Supposons, pour comprendre la situation, que nous décidions en 2012 d’arrêter toutes les centrales dès qu’elles sont trentenaires ((à cette date il y en aura déjà plus d’une vingtaine …)).
Le graphique joint montre la vitesse d’effondrement de la production d’électricité d’origine nucléaire ((avec une hypothèse de taux de disponibilité moyen de 80%, le choix de ce taux ne changeant pas les conclusions principales)). En 2020 cette production serait ramenée à 100 TWh. Faisons le même raisonnement avec une décision d’arrêt à 40 ans, à 50 puis à 60 ans. L’effet « falaise » se décale par translations de 10 ans.

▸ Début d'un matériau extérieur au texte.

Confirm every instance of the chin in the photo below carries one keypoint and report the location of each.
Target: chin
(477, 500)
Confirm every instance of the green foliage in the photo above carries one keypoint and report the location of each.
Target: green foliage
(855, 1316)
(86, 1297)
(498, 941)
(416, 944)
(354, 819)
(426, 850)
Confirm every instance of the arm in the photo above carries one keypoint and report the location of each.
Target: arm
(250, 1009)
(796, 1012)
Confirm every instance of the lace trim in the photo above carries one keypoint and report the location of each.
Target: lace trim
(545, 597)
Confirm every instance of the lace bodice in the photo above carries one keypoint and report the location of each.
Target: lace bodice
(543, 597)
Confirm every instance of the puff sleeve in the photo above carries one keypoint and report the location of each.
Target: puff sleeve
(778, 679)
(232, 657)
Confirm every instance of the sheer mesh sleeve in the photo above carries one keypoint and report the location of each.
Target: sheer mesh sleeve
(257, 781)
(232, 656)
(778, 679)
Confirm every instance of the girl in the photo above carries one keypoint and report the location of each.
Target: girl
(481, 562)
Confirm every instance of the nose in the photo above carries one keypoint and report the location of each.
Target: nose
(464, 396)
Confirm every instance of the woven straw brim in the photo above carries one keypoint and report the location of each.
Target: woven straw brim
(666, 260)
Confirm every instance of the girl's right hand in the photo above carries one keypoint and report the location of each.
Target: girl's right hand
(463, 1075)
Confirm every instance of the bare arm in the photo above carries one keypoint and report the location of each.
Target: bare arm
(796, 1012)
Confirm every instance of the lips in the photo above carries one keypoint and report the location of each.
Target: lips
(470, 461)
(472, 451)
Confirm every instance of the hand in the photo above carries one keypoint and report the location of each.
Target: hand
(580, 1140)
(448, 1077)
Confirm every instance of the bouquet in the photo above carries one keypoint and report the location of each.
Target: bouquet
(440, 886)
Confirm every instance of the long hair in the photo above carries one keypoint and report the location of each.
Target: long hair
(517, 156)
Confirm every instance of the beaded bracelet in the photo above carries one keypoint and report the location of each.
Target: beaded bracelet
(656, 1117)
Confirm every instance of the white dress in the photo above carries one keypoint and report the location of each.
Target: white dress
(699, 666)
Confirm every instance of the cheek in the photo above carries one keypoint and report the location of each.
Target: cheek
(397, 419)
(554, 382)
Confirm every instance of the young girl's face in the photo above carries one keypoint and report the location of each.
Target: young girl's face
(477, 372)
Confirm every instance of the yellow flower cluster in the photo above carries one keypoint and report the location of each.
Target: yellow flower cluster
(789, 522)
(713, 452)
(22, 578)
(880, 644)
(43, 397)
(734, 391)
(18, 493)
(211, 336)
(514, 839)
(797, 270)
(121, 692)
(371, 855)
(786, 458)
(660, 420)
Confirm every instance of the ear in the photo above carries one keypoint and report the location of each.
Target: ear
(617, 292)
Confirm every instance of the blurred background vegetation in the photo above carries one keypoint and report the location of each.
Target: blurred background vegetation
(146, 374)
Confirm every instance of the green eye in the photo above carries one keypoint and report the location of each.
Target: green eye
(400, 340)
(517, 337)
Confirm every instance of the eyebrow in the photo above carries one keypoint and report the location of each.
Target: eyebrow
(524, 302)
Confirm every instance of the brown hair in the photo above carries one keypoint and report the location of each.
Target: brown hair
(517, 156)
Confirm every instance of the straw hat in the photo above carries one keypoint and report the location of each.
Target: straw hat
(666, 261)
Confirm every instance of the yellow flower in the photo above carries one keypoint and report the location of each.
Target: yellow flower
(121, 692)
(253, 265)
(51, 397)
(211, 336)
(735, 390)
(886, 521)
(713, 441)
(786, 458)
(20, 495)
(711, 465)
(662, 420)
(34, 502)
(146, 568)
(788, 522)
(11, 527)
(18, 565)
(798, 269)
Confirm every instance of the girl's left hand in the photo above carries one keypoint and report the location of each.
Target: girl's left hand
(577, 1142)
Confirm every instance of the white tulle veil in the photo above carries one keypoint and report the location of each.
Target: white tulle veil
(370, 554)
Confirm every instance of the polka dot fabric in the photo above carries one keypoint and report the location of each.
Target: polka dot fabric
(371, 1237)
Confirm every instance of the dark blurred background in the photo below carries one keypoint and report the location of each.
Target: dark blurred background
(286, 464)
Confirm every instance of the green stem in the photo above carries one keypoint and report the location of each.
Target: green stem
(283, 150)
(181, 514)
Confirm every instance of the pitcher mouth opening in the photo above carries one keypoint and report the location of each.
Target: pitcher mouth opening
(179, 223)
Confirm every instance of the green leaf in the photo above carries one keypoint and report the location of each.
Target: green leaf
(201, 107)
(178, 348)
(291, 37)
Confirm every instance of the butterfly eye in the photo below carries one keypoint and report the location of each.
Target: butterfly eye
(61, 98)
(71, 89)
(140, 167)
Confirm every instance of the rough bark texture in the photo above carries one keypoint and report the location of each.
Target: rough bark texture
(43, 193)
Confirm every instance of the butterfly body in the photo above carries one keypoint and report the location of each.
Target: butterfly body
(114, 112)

Production nucléaire en fonction de l’âge d’arrêt des centrales_Taux disponibilité de 78,5%
On voit tout de suite qu’il est exclu de fermer toutes les centrales trentenaires; il est impossible de créer en 10 ans un parc de production électrique suffisant, même avec un programme de réduction de la consommation électrique intensif qui mettra évidemment plus de 10 ans pour matérialiser des effets aussi importants.
La durée de 40 ans (fermer toutes les centrales dès qu’elles ont 40 ans) est-elle réalisable ? En 2030 il resterait, dans cette hypothèse, une production électronucléaire de 100 TWh. Supposons qu’alors nous n’exportions plus. Peut-on combler l’écart de 300 TWh (perte de 310 de nucléaire et de 20 de thermique à flammes, gain de 30 TWh d’export), sans recourir aux énergies fossiles, donc par un mix ENR/MDE (énergie renouvelable/maîtrise de la demande) ?
Une politique très volontariste en matière d’ENR pourrait conduire à une production supplémentaire à cette date de l’ordre de 170 TWh en 2030 (par exemple 100 d’éolien, 40 de solaire PV, 30 de biomasse) ((Pour mémoire, le scénario Négawatt 2006 visait en 2030 : 100 d’éolien, 12 de PV, 30 de biomasse.))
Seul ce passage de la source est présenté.